At best, a kind reading of this opinion’s 8th Amendment analysis would conclude that the opinion makes it unconstitutional to give a more severe penalty for an alcoholic if she is convicted of drunk in public because of her status as an alcoholic and that the opinion bypassed the illegal possession of alcohol portion of the statute.
Whence the jurisdiction?
Nowhere does the judge writing the opinion even attempt to explain how the 4th Circuit has jurisdiction to impose its will upon these statutes. This seems an awful lot like it’s an end run around the Antiterrorism and Effective Death Penalty Act where the 4th Circuit would be held to a higher deference standard unless it could point to a specific US Supreme Court decision with a specific point that made the Virginia statutes clearly unconstitutional. Of course, that would be impossible because of Powell v. State of Texas, 392 U.S. 514 (1968):
The State of Texas thus has not sought to punish a mere status, as California did in Robinson; nor has it attempted to regulate appellant’s behavior in the privacy of his own home. Rather, it has imposed upon appellant a criminal sanction for public behavior which may create substantial health and safety hazards, both for appellant and for members of the general public, and which offends the moral and esthetic sensibilities of a large segment of the community. This seems a far cry from convicting one for being an addict, being a chronic alcoholic, being mentally ill, or a leper.
It can be argued whether this applies because it is part of a plurality opinion, but it definitely makes it very difficult to claim that the Virginia statutes fall directly afoul of US Supreme Court precedent. Having read the 4th Circuit case, I’m sure the judges involved could have cobbled together some excuse so they could impose their will on Virginia. Nevertheless, having not done so, the 4th Circuit opinion appears to be advisory at best and courts in Virginia would be bound by their own precedent.

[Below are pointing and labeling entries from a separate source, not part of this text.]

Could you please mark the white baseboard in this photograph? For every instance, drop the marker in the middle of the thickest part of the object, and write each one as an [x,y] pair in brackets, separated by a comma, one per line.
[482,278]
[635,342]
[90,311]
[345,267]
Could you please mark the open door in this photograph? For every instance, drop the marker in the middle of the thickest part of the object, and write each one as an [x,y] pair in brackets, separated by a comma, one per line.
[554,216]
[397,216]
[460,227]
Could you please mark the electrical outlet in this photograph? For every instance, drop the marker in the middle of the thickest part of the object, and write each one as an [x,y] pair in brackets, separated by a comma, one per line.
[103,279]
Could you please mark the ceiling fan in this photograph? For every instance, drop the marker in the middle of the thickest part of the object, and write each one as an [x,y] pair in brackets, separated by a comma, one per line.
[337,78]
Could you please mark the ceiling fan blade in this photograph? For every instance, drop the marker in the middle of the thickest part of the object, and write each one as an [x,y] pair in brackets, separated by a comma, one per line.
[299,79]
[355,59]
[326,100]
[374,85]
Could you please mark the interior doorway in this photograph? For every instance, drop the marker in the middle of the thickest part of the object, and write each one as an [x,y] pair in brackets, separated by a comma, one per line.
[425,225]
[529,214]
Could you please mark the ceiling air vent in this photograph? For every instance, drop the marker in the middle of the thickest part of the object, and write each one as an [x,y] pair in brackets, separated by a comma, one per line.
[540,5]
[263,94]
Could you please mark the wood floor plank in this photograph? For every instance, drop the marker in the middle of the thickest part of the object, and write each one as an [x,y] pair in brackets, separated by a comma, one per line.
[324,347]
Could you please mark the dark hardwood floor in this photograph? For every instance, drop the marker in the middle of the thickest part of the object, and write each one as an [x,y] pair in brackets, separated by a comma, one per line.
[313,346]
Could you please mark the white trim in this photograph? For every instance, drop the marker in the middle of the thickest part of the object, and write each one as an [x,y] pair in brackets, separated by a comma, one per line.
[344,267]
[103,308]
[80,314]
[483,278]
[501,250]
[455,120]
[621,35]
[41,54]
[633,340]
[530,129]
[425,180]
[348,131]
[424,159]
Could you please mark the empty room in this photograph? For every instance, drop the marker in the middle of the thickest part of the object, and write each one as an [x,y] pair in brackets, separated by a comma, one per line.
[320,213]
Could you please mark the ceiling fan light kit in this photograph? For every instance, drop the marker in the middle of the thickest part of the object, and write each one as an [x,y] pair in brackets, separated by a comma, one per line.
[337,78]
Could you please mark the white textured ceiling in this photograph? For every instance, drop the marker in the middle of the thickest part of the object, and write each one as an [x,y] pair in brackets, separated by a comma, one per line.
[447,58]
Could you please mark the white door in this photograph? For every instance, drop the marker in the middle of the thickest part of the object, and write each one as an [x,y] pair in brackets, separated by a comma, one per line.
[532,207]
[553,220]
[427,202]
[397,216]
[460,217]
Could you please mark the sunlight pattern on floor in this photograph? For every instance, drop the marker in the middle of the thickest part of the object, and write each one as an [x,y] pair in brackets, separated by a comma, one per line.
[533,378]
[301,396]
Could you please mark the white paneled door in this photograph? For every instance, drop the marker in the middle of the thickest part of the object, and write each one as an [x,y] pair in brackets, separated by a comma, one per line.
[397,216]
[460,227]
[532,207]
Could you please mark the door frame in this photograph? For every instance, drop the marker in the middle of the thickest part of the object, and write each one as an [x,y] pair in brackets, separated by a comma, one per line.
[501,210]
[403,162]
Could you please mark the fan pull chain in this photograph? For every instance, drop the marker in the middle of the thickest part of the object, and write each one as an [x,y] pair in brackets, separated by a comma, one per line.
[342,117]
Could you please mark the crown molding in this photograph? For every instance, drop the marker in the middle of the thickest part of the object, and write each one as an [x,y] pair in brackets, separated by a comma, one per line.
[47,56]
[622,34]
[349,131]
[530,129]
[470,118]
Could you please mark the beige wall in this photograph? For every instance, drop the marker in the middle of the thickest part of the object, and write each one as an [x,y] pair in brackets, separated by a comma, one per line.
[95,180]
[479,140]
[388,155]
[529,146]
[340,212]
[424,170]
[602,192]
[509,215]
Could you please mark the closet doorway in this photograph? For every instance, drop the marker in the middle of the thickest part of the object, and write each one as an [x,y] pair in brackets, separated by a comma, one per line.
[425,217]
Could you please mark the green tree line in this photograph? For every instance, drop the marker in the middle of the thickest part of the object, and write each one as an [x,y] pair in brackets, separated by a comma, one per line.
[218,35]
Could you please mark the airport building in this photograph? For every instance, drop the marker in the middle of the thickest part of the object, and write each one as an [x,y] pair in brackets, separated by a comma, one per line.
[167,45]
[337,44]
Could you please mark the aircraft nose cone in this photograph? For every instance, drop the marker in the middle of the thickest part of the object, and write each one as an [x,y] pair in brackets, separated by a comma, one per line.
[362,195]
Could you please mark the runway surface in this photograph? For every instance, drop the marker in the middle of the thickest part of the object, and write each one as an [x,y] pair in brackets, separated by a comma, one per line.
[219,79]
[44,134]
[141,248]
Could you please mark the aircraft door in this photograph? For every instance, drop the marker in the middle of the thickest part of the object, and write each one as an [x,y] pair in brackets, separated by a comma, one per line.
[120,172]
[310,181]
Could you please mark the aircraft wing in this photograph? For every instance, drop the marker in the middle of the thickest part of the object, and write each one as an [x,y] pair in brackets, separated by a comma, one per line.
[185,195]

In a world where we’ve moved away from individual responsibility, moved toward treatment solutions (arguably back toward them in a crippled, limping manner), and decided of late to ennoble the homeless at the expense of other citizens, the elimination of interdiction is not terribly surprising. However, it is and should be a legislative decision made by the Virginia General Assembly and signed off on by the governor. The 4th Circuit stretched further than it should have to get where it got. Despite the Attorney General’s collapse in the face of this opinion, and without an explanation of what would allow the 4th Circuit to step on Virginia’s sovereignty, I think that binding precedent for Virginia courts would be from Virginia’s Court of Appeals in Jackson v. Commonwealth, 44 Va. App. 218 (2004):
Code § 4.1-322 imposes no criminal sanction for the status of being an alcoholic. It forbids specific behavior: possession of alcohol and public drunkenness by interdicted persons. Therefore, in accord with Powell and Fisher, we hold that Code § 4.1-322 does not violate the Eighth Amendment by punishing status or by imposing cruel and unusual punishment.
Unless the General Assembly acts to change the law, I think that the trial courts of Virginia remain bound by Virginia precedent. The 4th Circuit, without some sort of statutory grant by Congress, doesn’t stand as a court in lieu of Virginia’s appellate courts and the Virginia Court of Appeals’ constitutional interpretation will trump that of the 4th Circuit in Virginia trial courts. As well, prosecutors and officers acting in accord with a statute that has been specifically found constitutional by the Virginia Court of Appeals will be well within their rights and abilities as actors under Virginia’s binding precedent.